ACPHS In The News


BLACK HISTORY MONTH SPOTLIGHT: Dr. James McCune Smith, Physician and Pharmacist

Historical photo of Dr. James McCune Smith
February 21, 2024

Throughout the month of February 2024, ACPHS's Diversity, Equity and Inclusion team will help us recognize the contributions of various Black health care leaders. Follow along on our social media channels and in our weekly Campus Connections enews. Developed by first-year DEI work study students, Angelina Reish, pharmacy, and Tobias LaFountain, microbiology. 

James McCune Smith was born in Manhattan to an enslaved woman on April 18, 1813. He was born an indentured servant because the New York State Gradual Emancipation Act of 1799 stated people born to slave women after July 4, 1799, would be free, indentured servants to the master of their mother until adulthood. He was later freed from this servitude on July 4, 1827, at age 14, by New York's Emancipation Act.  
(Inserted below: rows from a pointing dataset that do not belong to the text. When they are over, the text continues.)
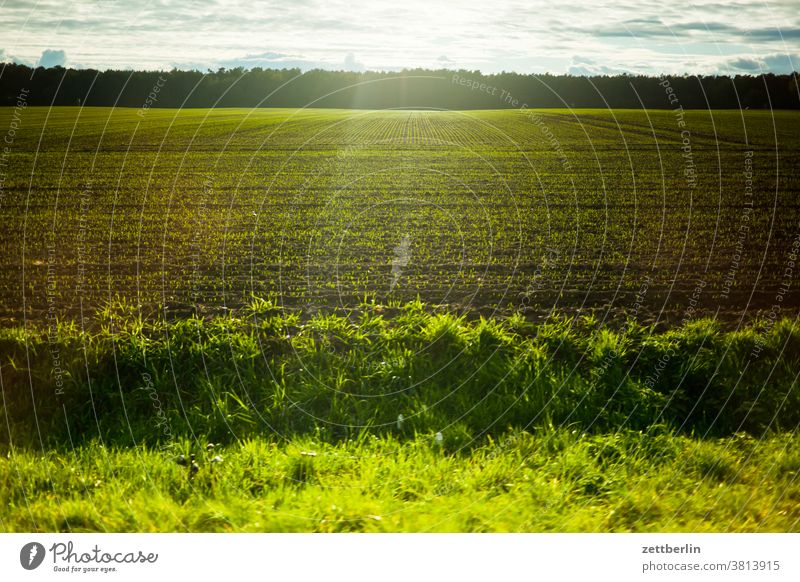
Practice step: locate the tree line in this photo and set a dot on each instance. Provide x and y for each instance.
(411, 88)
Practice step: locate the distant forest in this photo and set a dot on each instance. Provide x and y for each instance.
(415, 88)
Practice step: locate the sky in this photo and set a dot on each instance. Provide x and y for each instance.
(648, 37)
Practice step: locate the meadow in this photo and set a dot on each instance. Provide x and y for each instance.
(399, 320)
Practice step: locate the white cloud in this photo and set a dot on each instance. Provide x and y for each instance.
(521, 35)
(52, 58)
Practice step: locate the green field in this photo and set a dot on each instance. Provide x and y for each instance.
(399, 320)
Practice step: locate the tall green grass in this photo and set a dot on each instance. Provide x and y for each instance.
(264, 372)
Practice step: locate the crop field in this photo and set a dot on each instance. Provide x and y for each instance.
(399, 320)
(553, 210)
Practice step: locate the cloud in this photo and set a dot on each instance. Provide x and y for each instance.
(775, 63)
(268, 60)
(514, 35)
(52, 58)
(351, 64)
(586, 66)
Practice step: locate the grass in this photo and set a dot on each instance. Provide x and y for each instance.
(544, 481)
(321, 293)
(549, 427)
(263, 371)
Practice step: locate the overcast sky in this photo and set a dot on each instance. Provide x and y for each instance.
(491, 35)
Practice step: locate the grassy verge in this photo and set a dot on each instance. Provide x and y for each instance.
(399, 419)
(559, 481)
(263, 372)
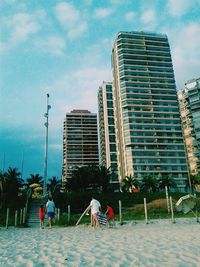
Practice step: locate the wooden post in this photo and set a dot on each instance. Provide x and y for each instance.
(91, 219)
(85, 211)
(68, 213)
(16, 218)
(120, 212)
(7, 218)
(167, 199)
(197, 218)
(58, 214)
(172, 210)
(21, 214)
(24, 215)
(145, 211)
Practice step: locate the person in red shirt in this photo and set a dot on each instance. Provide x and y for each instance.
(110, 215)
(41, 214)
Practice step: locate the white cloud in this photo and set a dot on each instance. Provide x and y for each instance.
(180, 7)
(71, 19)
(130, 16)
(77, 89)
(185, 46)
(19, 27)
(148, 16)
(101, 13)
(51, 45)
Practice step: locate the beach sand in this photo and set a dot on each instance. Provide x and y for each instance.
(160, 243)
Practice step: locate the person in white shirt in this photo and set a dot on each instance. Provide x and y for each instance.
(50, 207)
(95, 207)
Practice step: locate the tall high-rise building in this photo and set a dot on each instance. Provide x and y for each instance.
(107, 138)
(149, 131)
(80, 141)
(189, 99)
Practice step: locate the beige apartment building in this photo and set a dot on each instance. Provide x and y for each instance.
(148, 127)
(80, 141)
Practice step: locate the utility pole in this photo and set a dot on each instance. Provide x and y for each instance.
(46, 124)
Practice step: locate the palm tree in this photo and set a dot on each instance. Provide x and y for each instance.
(129, 183)
(35, 179)
(149, 184)
(167, 181)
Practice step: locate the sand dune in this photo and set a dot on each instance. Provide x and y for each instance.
(159, 243)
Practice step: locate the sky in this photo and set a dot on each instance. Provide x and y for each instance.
(64, 48)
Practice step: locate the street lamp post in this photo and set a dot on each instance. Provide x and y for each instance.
(46, 124)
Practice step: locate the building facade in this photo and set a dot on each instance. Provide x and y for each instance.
(189, 100)
(149, 131)
(80, 141)
(107, 138)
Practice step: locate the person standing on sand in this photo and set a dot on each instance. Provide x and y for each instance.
(50, 207)
(41, 214)
(95, 207)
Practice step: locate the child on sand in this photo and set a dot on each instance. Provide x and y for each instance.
(110, 216)
(41, 214)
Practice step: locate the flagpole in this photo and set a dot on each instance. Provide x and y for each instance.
(46, 115)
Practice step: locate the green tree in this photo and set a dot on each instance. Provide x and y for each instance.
(195, 180)
(35, 179)
(149, 184)
(13, 182)
(129, 183)
(2, 183)
(53, 185)
(103, 177)
(89, 177)
(167, 181)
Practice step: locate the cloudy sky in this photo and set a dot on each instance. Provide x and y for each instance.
(64, 48)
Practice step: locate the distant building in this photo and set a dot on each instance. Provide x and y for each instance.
(80, 141)
(107, 138)
(149, 131)
(189, 99)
From age nine, Smith attended the New York African Free School No. 2, where he excelled beyond his peers and graduated valedictorian in 1828 at the age of 15. However, due to his skin color, no college in the country would accept him. This led him to seek higher education beyond America, and he attended Glasgow University in Scotland for five years (1832-1837). He became a distinguished student, earning a Bachelor of Art (1835), a Master of Art (1836) and a medical degree (1837), becoming the first African American to hold one. While at Glasgow, he learned many skills alongside the medical degree, including the new science of statistics.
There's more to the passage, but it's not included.